Combined a number of government departments under the same roof: the Treasury, part of the Cabinet Office and the DCMS in Horse Guard’s Road, and soon the Home Office with the DCLG in Marsham Street. This not only cuts down space but it makes it easier for departments to work together.
And there’s more: by 2015 the Civil Service will be smaller by a quarter than it was in 2010, so by next year every department should be allocating just ten square metres per person. As part of our transparency agenda anyone will be able to see if departments really are managing this and spending taxpayers’ money wisely. Under Labour, expensive vanity leases ensured that government squandered taxpayers’ money with no scrutiny, but those days are over.
We will never sell off national assets like Downing Street or the British Museum, but we do need to make tough choices about other property in order to balance the books. Admiralty Arch, a beautiful landmark off Trafalgar Square, is a good case; the tatty warren of half-empty offices cost taxpayers almost a million pounds a year to run even without much-needed modernisation, so we decided to sell a lease on the building for £60 million.

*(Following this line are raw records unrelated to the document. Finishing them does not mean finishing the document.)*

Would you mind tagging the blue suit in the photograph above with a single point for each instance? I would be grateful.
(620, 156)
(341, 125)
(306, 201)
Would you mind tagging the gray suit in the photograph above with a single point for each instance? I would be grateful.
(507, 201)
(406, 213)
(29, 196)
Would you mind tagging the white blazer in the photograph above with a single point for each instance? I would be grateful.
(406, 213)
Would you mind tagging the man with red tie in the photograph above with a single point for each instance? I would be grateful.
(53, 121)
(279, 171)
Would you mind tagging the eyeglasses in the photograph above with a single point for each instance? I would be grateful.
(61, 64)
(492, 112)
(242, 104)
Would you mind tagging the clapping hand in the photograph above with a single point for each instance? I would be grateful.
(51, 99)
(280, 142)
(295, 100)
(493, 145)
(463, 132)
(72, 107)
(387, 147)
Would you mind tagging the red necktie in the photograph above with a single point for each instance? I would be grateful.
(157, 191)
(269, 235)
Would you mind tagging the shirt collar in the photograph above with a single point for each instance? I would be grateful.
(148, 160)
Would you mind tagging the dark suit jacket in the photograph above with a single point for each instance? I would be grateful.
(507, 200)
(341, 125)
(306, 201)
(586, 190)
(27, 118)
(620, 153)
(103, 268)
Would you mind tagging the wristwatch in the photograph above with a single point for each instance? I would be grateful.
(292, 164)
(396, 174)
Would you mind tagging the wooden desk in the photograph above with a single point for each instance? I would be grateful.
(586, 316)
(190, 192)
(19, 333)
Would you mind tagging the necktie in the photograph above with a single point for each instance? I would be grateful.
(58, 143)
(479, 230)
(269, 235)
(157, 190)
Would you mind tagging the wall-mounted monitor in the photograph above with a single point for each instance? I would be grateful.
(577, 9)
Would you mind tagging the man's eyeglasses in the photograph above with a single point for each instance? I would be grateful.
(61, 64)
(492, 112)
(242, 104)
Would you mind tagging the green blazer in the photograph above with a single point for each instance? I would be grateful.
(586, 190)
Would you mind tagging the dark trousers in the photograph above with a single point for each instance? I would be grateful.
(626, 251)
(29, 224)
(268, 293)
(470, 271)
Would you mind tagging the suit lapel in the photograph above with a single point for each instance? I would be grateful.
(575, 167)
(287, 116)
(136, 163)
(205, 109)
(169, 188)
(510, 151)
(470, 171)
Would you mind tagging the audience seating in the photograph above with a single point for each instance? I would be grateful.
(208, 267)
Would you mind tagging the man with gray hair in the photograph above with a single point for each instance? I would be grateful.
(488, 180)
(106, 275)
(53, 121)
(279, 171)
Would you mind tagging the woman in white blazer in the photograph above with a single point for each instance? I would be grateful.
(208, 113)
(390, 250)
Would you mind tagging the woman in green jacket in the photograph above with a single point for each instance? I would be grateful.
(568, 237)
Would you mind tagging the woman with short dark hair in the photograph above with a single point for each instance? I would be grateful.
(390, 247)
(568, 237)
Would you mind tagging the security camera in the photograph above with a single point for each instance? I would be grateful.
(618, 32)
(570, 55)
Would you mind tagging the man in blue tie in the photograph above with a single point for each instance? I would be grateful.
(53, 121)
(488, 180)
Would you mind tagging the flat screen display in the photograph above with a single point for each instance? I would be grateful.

Developers will now restore it to its former glory and give the public greater access than before.
Getting government out of property promotes growth too. We have already released land with capacity for 62,000 much-needed homes, and recent estimates suggest that by getting out of leases in central London we will generate £3 billion of economic activity.
It’s not right for Government to hold onto assets it does not need, so the new Right to Contest initiative allows anyone to challenge government where there might be underused or vacant property in the public portfolio.
I am pleased with the progress we have made, but always expect to be challenged to do more.